On one wall is an exhibit  with pictures and one page biographies of many early Brigham City folks.  Mom knew a fair number of them or their descendants.  The lady working in the back room eventually came out and chatted for a while about various folks in town.  It turns out that her father, Ephraim Johnson worked for the post office at the same time as Grandpa Ernest Freeman was the postmaster  What a small world!

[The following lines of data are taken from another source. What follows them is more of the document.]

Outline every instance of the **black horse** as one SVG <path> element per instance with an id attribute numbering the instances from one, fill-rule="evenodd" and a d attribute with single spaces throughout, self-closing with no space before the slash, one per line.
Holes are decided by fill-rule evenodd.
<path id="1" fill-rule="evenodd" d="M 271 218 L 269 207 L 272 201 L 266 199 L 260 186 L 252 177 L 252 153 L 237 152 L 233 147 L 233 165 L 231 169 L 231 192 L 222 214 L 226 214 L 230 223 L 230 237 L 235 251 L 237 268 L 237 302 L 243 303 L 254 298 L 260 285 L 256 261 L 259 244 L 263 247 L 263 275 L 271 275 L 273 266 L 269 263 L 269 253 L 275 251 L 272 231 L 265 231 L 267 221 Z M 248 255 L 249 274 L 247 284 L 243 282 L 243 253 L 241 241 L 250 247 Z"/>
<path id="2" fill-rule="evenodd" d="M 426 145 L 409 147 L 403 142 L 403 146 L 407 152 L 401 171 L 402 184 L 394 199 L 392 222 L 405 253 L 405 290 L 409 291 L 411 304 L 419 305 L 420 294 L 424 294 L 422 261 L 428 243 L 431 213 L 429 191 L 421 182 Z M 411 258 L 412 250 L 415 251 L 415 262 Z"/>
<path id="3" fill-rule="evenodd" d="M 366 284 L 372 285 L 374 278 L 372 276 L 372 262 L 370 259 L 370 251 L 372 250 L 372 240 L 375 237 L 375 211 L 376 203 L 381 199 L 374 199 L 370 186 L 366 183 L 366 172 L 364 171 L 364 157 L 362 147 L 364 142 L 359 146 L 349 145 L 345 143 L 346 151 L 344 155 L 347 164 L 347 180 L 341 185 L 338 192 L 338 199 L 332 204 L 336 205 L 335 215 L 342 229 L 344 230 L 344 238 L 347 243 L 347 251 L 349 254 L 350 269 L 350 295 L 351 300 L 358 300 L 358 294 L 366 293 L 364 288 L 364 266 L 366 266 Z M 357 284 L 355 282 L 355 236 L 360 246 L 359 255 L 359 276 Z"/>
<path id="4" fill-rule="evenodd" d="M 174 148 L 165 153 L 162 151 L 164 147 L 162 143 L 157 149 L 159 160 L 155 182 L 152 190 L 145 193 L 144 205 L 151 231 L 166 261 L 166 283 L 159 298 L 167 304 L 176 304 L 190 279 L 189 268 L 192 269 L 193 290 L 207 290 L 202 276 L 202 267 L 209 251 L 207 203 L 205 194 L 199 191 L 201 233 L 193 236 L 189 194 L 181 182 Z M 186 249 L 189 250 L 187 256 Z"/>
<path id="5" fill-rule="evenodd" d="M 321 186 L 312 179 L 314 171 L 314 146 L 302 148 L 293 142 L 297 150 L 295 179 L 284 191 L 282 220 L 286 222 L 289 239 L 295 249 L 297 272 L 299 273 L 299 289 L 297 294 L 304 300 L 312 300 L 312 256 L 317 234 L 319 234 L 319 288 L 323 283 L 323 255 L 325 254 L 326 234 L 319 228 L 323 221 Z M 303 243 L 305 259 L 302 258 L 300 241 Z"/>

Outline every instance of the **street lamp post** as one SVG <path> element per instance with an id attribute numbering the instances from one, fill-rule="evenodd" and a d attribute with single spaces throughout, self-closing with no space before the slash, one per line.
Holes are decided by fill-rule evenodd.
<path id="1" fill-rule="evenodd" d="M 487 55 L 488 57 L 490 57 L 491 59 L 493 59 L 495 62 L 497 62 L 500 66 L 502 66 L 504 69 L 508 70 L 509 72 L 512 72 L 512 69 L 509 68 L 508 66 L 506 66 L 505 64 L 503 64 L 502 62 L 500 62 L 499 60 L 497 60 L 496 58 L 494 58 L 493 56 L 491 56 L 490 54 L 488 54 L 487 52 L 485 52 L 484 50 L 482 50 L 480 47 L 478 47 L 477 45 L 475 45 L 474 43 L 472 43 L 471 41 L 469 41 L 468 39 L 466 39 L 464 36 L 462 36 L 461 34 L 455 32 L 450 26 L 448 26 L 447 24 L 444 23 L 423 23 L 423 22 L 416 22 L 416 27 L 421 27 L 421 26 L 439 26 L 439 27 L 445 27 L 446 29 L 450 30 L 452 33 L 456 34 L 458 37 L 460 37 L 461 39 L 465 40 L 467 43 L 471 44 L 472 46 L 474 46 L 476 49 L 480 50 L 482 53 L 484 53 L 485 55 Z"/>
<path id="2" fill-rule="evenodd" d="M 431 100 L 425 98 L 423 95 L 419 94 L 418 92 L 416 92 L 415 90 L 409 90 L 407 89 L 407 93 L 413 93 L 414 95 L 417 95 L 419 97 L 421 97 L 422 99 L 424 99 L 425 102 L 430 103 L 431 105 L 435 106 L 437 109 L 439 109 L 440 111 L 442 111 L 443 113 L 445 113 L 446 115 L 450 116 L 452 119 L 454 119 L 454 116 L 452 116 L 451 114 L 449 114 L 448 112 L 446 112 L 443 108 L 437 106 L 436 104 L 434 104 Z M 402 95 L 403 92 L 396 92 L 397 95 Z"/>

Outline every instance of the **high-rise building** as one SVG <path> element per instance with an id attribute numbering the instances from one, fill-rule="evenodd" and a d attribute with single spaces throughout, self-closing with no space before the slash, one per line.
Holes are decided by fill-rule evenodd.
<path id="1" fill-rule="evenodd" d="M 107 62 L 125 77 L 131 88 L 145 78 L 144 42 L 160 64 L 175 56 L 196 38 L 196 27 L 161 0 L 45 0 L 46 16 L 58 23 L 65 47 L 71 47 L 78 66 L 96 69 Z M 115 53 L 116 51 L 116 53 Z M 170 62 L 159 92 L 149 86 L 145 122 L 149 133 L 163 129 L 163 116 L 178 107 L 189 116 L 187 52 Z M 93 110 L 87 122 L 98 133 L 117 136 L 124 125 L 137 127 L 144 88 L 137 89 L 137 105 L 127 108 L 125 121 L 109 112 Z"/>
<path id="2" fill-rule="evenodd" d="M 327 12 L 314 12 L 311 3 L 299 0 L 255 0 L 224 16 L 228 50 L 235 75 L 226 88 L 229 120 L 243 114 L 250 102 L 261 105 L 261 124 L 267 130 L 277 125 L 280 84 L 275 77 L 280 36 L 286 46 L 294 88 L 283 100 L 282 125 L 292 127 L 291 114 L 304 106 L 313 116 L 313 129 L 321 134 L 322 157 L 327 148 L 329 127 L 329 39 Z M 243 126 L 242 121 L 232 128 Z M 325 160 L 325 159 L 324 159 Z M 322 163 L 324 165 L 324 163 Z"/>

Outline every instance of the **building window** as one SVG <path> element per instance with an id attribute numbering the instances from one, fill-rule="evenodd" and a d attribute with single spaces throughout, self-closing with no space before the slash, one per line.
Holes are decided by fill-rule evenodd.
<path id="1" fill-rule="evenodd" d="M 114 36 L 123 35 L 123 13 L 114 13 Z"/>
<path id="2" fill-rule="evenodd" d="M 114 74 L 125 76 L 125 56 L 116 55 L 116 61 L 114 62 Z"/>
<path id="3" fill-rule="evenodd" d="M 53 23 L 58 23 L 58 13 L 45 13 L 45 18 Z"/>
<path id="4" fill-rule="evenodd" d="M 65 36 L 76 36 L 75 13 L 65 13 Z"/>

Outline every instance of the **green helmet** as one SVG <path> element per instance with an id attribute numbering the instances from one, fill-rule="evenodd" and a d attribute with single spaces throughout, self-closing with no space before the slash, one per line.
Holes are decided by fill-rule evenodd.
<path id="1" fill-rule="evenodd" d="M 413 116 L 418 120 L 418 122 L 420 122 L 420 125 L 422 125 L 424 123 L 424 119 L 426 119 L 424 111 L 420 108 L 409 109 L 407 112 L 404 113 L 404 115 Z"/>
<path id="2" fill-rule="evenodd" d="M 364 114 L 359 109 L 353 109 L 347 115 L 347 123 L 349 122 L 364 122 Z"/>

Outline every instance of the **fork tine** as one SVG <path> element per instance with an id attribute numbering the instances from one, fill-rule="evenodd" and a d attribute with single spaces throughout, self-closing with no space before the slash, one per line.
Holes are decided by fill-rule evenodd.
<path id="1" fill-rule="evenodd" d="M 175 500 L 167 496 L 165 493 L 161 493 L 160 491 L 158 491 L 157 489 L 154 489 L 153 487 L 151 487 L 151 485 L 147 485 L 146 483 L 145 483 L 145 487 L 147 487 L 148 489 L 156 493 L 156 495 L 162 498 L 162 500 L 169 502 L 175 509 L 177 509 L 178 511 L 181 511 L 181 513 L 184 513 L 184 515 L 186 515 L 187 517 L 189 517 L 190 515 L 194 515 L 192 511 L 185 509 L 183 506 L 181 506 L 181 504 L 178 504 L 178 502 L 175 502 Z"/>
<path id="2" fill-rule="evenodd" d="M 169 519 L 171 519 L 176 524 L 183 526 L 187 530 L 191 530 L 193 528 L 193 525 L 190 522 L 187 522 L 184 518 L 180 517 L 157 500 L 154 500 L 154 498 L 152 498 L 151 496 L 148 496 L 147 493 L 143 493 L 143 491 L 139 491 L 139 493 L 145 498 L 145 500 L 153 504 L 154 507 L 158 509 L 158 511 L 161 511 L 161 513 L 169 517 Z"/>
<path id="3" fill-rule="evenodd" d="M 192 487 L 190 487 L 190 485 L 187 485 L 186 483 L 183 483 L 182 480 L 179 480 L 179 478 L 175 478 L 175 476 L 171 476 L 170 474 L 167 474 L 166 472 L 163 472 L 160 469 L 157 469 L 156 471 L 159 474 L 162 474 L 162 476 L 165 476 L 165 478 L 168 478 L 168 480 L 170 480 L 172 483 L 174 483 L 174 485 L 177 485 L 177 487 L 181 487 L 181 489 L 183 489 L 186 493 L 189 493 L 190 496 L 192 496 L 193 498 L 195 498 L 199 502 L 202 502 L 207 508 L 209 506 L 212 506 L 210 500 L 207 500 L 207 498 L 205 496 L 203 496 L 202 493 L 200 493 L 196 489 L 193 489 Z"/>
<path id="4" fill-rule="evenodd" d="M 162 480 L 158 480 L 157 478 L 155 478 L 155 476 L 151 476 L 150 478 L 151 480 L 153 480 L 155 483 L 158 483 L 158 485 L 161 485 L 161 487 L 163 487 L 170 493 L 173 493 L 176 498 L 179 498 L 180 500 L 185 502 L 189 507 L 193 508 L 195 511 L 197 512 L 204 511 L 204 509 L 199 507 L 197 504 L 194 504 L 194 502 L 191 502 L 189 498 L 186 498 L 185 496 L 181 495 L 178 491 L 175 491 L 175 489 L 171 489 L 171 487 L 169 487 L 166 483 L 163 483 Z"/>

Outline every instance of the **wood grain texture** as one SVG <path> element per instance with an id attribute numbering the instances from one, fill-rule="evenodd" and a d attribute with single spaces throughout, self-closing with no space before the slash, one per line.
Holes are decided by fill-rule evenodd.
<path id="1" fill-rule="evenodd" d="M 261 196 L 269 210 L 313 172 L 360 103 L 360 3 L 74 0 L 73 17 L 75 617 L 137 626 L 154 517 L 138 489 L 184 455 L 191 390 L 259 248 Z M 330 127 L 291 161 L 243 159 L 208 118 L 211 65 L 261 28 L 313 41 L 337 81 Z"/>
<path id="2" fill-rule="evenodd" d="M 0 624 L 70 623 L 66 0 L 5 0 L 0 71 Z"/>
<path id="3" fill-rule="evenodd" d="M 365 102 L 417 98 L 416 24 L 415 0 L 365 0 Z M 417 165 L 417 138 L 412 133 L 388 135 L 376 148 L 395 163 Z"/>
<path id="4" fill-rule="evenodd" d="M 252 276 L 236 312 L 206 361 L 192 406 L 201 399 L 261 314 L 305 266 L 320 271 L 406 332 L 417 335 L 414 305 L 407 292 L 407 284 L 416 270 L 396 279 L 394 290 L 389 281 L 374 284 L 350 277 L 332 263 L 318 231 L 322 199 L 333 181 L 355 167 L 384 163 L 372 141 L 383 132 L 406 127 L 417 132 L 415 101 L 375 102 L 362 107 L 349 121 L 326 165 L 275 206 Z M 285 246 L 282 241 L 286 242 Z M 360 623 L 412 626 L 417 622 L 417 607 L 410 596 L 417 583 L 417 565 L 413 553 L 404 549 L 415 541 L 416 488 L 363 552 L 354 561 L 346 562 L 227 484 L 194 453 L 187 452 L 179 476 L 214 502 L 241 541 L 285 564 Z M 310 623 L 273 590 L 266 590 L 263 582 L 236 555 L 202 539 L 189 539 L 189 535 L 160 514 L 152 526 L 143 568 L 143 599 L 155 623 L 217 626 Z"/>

They had no Freemans or Kotters in the collection, sadly, but we agreed to help them remedy that.  There was a time when pretty much everyone in town knew one of the Freemans.  Uncle Alf was the principal of the school as well as a teacher, Uncle Wilfred was also a teacher as well as Bishop of a local ward, (Mom took Biology from him.)  At one time Alf was also the mayor of Brigham City.  Their younger brother Ernest worked as postmaster, in the county assessors office and various other places and at one time was a Major in the National Guard.  The oldest brother, Harry, carried on the family shoe making and repairing tradition and worked as a carpenter.  The youngest brother, Bert, joined the Army for World War I, but tragically died in the Spanish Influenza epidemic

Hopefully some day if we revisit the museum, we will also find our family there.